In the near term, Brussels and Kyiv would be the wiser if they reviewed the lessons of Trump’s first presidency during an expected chaotic period in late January, punctuated by grandiose statements from Trump and a flurry of executive actions. It will be essential to let the dust settle; Trump has many critical issues to address, with Brussels and Kyiv being one of many, foreign and domestic. The ‘unified government’ might not be as unified as perceived; the fringes of the Republican Party can become a moderating force that tempers some of the more extreme policy views espoused by the President. While Brussels and Kyiv should heed Trump’s rhetoric, they should temper that with the tendency of Trump’s bark to be more ferocious than his bite. Trumpian pragmatism always lurks beneath the bluster, whether acted upon or not. Knowing his transactional nature offers insight into his decision-making calculus and makes his unpredictability less jarring and more comprehensible.
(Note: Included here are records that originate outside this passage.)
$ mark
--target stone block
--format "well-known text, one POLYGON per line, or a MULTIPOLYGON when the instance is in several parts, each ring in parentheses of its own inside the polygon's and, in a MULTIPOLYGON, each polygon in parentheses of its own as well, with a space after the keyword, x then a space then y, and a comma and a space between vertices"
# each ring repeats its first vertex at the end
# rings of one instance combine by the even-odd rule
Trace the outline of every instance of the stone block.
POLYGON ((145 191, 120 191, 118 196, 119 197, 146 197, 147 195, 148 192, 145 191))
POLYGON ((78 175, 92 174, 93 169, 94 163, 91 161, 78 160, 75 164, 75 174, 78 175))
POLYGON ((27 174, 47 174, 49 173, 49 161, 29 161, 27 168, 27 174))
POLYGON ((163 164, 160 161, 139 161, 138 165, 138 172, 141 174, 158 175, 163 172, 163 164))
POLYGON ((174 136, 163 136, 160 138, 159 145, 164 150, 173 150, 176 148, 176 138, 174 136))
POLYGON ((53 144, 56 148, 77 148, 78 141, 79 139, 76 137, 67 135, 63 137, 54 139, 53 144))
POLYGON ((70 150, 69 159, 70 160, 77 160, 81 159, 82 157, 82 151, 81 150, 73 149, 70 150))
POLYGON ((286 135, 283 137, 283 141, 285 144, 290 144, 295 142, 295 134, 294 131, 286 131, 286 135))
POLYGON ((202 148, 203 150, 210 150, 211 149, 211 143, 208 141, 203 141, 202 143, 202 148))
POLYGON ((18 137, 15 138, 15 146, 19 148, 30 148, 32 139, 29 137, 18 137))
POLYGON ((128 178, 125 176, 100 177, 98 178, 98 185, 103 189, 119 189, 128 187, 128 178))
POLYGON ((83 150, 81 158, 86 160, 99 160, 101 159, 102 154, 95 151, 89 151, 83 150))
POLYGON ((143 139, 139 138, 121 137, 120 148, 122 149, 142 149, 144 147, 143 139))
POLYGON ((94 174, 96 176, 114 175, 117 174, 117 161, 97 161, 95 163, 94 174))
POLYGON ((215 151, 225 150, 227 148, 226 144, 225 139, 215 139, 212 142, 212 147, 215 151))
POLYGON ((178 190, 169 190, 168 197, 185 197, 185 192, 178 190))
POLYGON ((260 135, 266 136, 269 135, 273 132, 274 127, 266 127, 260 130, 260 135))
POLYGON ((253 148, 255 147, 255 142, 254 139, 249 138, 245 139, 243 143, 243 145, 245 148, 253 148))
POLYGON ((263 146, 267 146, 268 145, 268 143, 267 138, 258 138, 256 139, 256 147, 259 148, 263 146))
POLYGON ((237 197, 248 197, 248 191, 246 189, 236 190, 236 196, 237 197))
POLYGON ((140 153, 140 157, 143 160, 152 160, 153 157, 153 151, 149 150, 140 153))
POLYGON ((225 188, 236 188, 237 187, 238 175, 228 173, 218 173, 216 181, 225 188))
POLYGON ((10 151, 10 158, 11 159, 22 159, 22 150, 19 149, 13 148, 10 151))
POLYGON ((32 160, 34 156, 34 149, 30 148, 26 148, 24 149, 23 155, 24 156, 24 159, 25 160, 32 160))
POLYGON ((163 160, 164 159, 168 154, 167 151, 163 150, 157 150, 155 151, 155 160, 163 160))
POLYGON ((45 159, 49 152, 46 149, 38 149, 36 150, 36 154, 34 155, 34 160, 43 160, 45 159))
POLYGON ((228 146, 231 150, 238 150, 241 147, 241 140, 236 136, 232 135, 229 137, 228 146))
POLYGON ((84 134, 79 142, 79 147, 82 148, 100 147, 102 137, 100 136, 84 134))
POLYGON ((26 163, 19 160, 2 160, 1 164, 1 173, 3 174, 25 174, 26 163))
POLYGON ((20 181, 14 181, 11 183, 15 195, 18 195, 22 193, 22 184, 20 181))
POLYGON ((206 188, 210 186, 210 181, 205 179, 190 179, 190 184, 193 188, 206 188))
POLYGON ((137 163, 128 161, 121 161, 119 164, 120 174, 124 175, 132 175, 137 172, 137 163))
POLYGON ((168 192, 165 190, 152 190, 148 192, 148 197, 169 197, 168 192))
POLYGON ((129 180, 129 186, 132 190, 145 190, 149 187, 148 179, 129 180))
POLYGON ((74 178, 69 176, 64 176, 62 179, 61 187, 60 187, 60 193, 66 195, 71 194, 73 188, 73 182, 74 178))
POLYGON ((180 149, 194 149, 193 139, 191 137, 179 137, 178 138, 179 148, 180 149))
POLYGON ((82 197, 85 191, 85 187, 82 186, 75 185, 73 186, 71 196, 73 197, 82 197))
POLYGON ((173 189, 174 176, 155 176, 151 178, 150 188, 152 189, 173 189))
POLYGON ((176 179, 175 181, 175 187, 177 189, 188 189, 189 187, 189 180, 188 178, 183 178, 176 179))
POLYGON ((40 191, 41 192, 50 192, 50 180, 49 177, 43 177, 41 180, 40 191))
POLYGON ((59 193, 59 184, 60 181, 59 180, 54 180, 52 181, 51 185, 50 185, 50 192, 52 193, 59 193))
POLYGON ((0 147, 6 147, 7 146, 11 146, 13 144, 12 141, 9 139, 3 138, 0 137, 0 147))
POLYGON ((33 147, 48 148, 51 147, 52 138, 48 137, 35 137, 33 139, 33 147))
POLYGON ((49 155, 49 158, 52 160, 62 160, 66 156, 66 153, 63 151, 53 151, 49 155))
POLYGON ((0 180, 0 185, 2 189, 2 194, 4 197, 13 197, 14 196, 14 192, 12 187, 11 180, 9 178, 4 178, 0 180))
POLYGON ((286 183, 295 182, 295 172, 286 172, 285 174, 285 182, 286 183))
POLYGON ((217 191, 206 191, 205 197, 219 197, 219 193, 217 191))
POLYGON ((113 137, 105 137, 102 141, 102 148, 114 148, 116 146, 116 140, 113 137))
Furthermore, while the American star is fading, so is the Russian one, which has taken a physical and reputational battering in Ukraine for the world to witness. Russia will also inevitably face a leadership transition when Putin, either by the sword or the inevitable slow decay of time, is no longer its de facto dictator. That the Siloviki will have a candidate with the gravitas, revisionist dreams and unifying power of Putin seems unlikely. From the NATO perspective, the sending off of an implacable, personality-driven foe might offset the diminishment of an indispensable ally. The sooner NATO embraces the concept of the Alliance without its most critical member, the wiser; the reality of current events and potential trajectories make a lack of preparation a fatal flaw. In the spirit of military preparedness, best to have well-rehearsed contingencies in place while hoping the day to employ them remains a troubling but unrealised reality. Perhaps sooner than expected, the time will come when America and Russia, beset by domestic issues and foreign over-extension, become aged and diminished heavyweight boxers, lurking but less ominous in the background, still capable of a knock-out nuclear punch but well aware their best days are behind them.